Workflows for reproducibile and trustworthy data science wrap-up

This topic serves as a wrap-up of the course, summarizing the course learning objectives, redefining what is meant by reproducible and trustworthy data science, as well as contains data analysis project critique exercises to reinforce what has been learned in the course.

Course learning objectives

By the end of this course, students should be able to:

  • Defend and justify the importance of creating data science workflows that are reproducible and trustworthy and the elements that go into such a workflow (e.g., writing clear, robust, accurate and reproducible code, managing and sharing compute environments, defined collaboration strategies, etc).

  • Constructively criticize the workflows and data analysis of others in regards to its reproducibility and trustworthiness.

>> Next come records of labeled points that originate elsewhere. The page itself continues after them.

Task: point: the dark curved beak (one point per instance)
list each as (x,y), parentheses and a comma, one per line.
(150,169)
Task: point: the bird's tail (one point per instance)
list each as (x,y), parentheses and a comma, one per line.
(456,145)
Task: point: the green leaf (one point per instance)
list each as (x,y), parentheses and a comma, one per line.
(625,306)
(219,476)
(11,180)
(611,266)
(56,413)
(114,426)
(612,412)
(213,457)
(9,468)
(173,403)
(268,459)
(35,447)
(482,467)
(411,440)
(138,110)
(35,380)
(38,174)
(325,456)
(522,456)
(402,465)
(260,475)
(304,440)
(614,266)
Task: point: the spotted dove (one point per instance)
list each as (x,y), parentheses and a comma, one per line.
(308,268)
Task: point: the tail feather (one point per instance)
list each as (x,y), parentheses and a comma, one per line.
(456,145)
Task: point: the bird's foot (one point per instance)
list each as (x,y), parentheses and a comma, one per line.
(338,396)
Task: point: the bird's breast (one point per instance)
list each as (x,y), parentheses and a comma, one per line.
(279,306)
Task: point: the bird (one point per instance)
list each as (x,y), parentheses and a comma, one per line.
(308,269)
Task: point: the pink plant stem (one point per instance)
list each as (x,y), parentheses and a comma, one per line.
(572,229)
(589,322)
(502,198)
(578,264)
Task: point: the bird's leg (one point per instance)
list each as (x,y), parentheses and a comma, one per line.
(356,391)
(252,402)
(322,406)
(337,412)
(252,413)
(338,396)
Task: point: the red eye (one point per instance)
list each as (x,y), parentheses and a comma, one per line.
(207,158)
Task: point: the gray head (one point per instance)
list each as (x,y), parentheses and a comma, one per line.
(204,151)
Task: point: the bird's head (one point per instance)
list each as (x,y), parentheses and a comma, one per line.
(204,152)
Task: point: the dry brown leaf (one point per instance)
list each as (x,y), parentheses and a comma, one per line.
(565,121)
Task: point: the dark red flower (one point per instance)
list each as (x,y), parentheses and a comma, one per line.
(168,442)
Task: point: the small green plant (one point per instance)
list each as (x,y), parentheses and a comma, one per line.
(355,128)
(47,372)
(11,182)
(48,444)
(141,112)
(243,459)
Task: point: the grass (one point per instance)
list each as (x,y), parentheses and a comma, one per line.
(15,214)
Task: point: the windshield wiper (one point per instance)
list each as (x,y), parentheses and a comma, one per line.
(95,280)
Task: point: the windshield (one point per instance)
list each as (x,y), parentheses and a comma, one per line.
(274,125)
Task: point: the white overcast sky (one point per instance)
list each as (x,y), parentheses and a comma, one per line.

  • Develop a data science project (including code and non-code documents such as reports) that uses reproducible and trustworthy workflows

  • Demonstrate how to effectively share and collaborate on data science projects and software by creating robust code packages, using reproducible compute environments, and leveraging collaborative development tools.

  • Defend and justify the benefit of, and employ automated testing regimes, continuous integration and continuous deployment for managing and maintaining data science projects and packages.

  • Demonstrate strong communication, teamwork, and collaborative skills by working on a significant data science project with peers throughout the course.

Definitions review:

Data science

the study, development and practice of reproducible and auditable processes to obtain insight from data.

From this definition, we must also define reproducible and auditable analysis:

Reproducible analysis:

reaching the same result given the same input, computational methods and conditions \(^1\).

  • input = data

  • computational methods = computer code

  • conditions = computational environment (e.g., programming language & it’s dependencies)

Auditable/transparent analysis,

a readable record of the steps used to carry out the analysis as well as a record of how the analysis methods evolved \(^2\).

  1. National Academies of Sciences, 2019

  2. Parker, 2017 and Ram, 2013

What makes trustworthy data science?

Some possible criteria:

  1. It should be reproducible and auditable

  2. It should be correct

  3. It should be fair, equitable and honest

There are many ways a data science can be untrustworthy… In this course we will focus on workflows that can help build trust. I highly recommend taking a course in data science ethics* to help round out your education in how to do this. Further training in statistics and machine learning will also help with making sure your analysis is correct.

* UBC’s CPSC 430 (Computers and Society) will have a section reserved for DSCI minor students next year in 2022 T1, which will focus on ethics in data science.

Exercise

Answer the questions below to more concretely connect with the criteria suggested above.

  1. Give an example of a data science workflow that affords reproducibility, and one that affords auditable analysis.

  2. Can a data analysis be reproducible but not auditable? How about auditable, but not reproducible?

  3. Name at least two ways that a data analysis project could be correct (or incorrect).

Critiquing data analysis projects

Critiquing is defined as evaluating something in a detailed and analytical way (source: Oxford Languages Dictionary). It is used in many domains as a means to improve something (related to peer review), but also serves as an excellent pedagogical tool to actively practice evaluation.

We will work together in class to critique the following projects from the lens of reproducible and trustworthy workflows:

Exercise

When prompted for each project listed above:

  • In groups of ~5, take 10 minutes to review the project from the lens of reproducible and trustworthy workflows. You want to evaluate the project with the questions in mind:

    • Would I know where to get started reproducing the project?

    • If I could get started, do I think I could reproduce the project?

  • As a group, come up with at least 1-2 things that have been done well, as well as 1-2 things that could be improved from this lens. Justify these with respect to reproducibility and trustworthiness.

  • Choose one person to be the reporter to bring back these critiques to the larger group.